Editor’s Note:
Reporting on democracy isn’t limited to political elections. At a time when the dominant Democratic and Republican Parties are mired in gridlock, could using a union election to gain a greater say in workplace pay and treatment have a more immediate impact on people’s lives? Atlanta Civic Circle will be covering the nascent, but growing national unionization wave.
Just over a month after overwhelmingly voting to unionize, Howell Mill Starbucks workers on Sunday staged a one-day strike to protest management’s refusal to start talks about union contract negotiations–as well as cuts in hours for employees who voted to unionize.
Management may have been trying to stall contract talks in hopes that only a limited number of employees supported unionizing–and their support would eventually die out, the Howell Mill store’s lead union organizer, Page Smith, told Atlanta Civic Circle around 11 a.m. on Sunday outside the store.
“Management had a perception that it was all just a small group, but we shut down the store today,” said Smith, who’s a shift supervisor at the Howell Mill location, which is ordinarily open from 7 a.m. to 7 p.m. on Sundays.
“That means that not only did the people scheduled to work today say no, but the people who could come in to replace them also refused,” Smith said. About a dozen employees and supporters were gathered in the outdoor seating area with protest signs, t-shirts, and literature to hand out to passerbys.
Store employees voted 10-1 on June 7 in favor of unionization. After going the rest of June and early July with no response nor timetable from Starbucks corporate to their request to start contract talks, the Howell Mill employees sent a letter to corporate on July 11 demanding that management come to the negotiating table in good faith and recognize the unionized employees’ right to bargain.
After again receiving no response, they organized the all-day Sunday walkout and shut down the Howell Mill store. Their union, Starbucks Workers United, and the Atlanta Democratic Socialists of America helped organize the demonstration.
The Howell Mill Starbucks is located in a high-traffic area of Atlanta, so some vitriol might have been expected from the community when they saw their go-to coffee location unexpectedly close.
But employees told Atlanta Civic Circle that it’s been the opposite. “Everything has been overwhelmingly positive,” Smith said. “No one’s been mad at us at all–and even on a daily basis, we get congratulations and people excited for us to get a contract.”
The reception from Starbucks management has not been as warm.
“Soft retaliation”
“There has been recurring and targeted soft retaliation since the vote,” said Smith, such as cutting hours for pro-union employees.
“We’ve seen people who are not pro-union getting more hours than they asked for, and people who are pro-union getting less than ten hours per week,” said Snow Rindfleisch, another shift supervisor who’s worked at the Howell Mill store for just under a year.

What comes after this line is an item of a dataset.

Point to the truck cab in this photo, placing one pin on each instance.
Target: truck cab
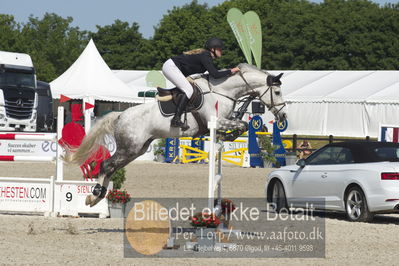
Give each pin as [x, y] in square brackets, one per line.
[18, 96]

As shift supervisors, Smith and Rindfleish are the direct link between team members and management. They said they’ve seen first-hand how management has been further squeezing hours, forcing other workers to do more on their shifts.
Cutting shifts was one reason the Howell Mill employees voted to unionize on June 7, and employees such as Smith and Rindfleish believe Starbucks management has been further cutting shifts since then as targeted retaliation for union support.
“It’s completely unreasonable for a multi-billion dollar company to cut hours and not give the hours people need to survive,” said Smith.
Other Starbucks locations have voiced the same sentiment, including the Ansley Mall location which was the second Atlanta Starbucks store to win a union election–by an 11-3 vote on June 23.
Starbucks’ moves to cut labor costs by hiring fewer employees as labor demands increase and stripping some employees of benefits were inciting causes of the union election push that started last December with stores in Buffalo, New York. Starbucks management is now exacerbating the issue by continuing to refuse to listen to the complaints of shift supervisors and team members, said Smith and Rindfleisch.
Like Starbucks corporate, in-store management at the Howell Mill store is not receptive to the union, Smith said.
“Our store manager seems to take this personally,” Smith explained. “We’re asking for things that she can’t give us. They have to come from corporate. But she takes it as an attack on herself.”
Contract negotiations
Kelsea Bond, the co-chair of the Atlanta Democratic Socialists of America, said Starbucks’ management’s stalling tactics for contract negotiations are a part of the process. Winning the union election is just the start for the Howell Mill employees’ new struggle to get a contract, they said.
“It’s not like you get a union, and management just suddenly works to negotiate with you,” Bond said. “You really need to keep the pressure on. Honestly, the vote is just the beginning.”
The Howell Mill employees expect negotiating a contract and seeing improvements in their workplace to take some time.
“I would be satisfied if it would all just be taken seriously by management,” said Smith. “That’s what I want to see tomorrow.”